My book may or may not be sick, but a diagnosis is required, so I've called in a book doctor. Hooray for refinancing the mortgage, which frees up some bucks for this expenditure.
This literary effort of mine will soon be declared dead or alive by the sentries at the publishing gates, the literary agents who will sit in judgment on my words. My engagement of a professional editor to critique my work before I send it out to agents (for the third or fourth time) is either evidence of my confidence (it's worth investing in) or total lack thereof (Help!!!) I turned to Grub Street, a writers' organization in Boston, which offers critiques by several area writers and teachers. I'm asked to choose the two readers I like best. I linger over the bio of Semi-Famous Writer With Movie Connections. But her interests aren't a great fit with my work, so I move on, finally selecting two candidates.

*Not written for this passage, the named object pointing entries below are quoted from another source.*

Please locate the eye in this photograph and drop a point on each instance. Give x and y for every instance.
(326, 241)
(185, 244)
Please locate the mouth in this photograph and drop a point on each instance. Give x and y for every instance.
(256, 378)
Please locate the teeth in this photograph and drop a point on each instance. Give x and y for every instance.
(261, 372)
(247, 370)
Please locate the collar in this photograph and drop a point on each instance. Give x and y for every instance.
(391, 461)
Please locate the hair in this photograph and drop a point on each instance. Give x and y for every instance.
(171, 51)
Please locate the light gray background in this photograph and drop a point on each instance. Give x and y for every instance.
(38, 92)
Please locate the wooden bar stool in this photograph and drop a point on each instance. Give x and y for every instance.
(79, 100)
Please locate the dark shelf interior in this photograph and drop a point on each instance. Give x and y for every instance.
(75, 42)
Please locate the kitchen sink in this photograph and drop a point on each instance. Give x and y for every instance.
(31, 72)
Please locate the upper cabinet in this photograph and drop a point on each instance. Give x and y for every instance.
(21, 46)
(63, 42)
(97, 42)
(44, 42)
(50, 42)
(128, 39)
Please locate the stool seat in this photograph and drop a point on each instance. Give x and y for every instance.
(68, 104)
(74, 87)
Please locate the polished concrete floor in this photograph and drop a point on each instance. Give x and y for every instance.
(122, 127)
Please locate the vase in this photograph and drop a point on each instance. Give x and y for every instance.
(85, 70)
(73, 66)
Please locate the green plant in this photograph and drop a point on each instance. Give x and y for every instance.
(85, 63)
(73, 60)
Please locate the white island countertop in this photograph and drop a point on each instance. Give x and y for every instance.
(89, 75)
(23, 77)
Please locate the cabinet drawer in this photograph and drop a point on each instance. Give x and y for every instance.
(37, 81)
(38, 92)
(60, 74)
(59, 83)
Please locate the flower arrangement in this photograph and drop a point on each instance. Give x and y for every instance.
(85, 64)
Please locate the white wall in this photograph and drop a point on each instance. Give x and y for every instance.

I hear back about three days later. I've been assigned an editor I'll call Amy. A day later, Amy sends me an email telling me she'll start reading that day, and hopes to have my critique (three written pages and an in-person meeting is what I'm paying for) by the end of December, and possibly before Christmas. I'm tempted to find out where Amy lives so I can go over to her house and smash her TV so she'll be forced to do nothing but read my novel and write thoughtful, helpful comments about it for the next few weeks, but I manage to talk myself out of it.